Karl-Heinz Reinfandt (7 July 1932 - 20 March 2023) was a German musicologist and music educator.

== Life ==
Born in Danzig, Reinfandt studied music and the German language from 1953 to 1955 at the University of Flensburg. He then worked at various primary and secondary schools as well as secondary modern schools in Schleswig-Holstein. In 1958 he began studying again, this time school and church music at the Hamburg Academy of Music and the subjects musicology, literature and educational science at the universities in Hamburg and Kiel, which he completed in 1966 with a doctorate (Das Verhältnis von Text und Stimmgattung in der deutschen evangelischen Kirchenmusik der Barockzeit (The Relationship between Text and Voice Genre in German Protestant Church Music of the Baroque Period) Supervisor: Kurt Gudewill). From 1963 to 1968, he again served as a student councilor in the teaching profession at various grammar schools in Kiel and Wyk auf Föhr.

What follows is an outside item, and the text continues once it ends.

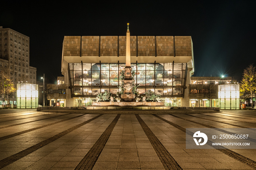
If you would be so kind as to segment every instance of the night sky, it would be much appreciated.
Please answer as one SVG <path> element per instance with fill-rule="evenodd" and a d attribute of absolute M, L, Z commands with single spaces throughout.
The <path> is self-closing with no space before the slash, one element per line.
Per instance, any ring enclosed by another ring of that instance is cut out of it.
<path fill-rule="evenodd" d="M 194 76 L 240 81 L 256 65 L 256 1 L 87 1 L 1 2 L 0 26 L 30 37 L 38 80 L 61 76 L 64 36 L 125 36 L 127 22 L 131 36 L 191 36 Z"/>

At the same time Reinfandt remained closely connected with the Pädagogische Hochschule in Kiel: After he had already held a teaching position for singing from 1963 to 1966, he took up a lectureship for music and its didactics there from 1968 to 1971. In 1971 he was appointed to a professorship for music didactics and musicology at the Christian-Albrechts-Universität zu Kiel. In 1983 he was appointed director of the institute there. After the transition of the Pedagogical University to the Christian-Albrechts-Universität zu Kiel Reinfandt became director of the Institute for Aesthetic Education at the University of Kiel. From 1995 until his Emeritus in 1997, Reinfandt also held visiting scholarship at the Rostock University of Music and Theatre and at the University of Flensburg.

Reinfandt was the father of the Anglicist Christoph Reinfandt.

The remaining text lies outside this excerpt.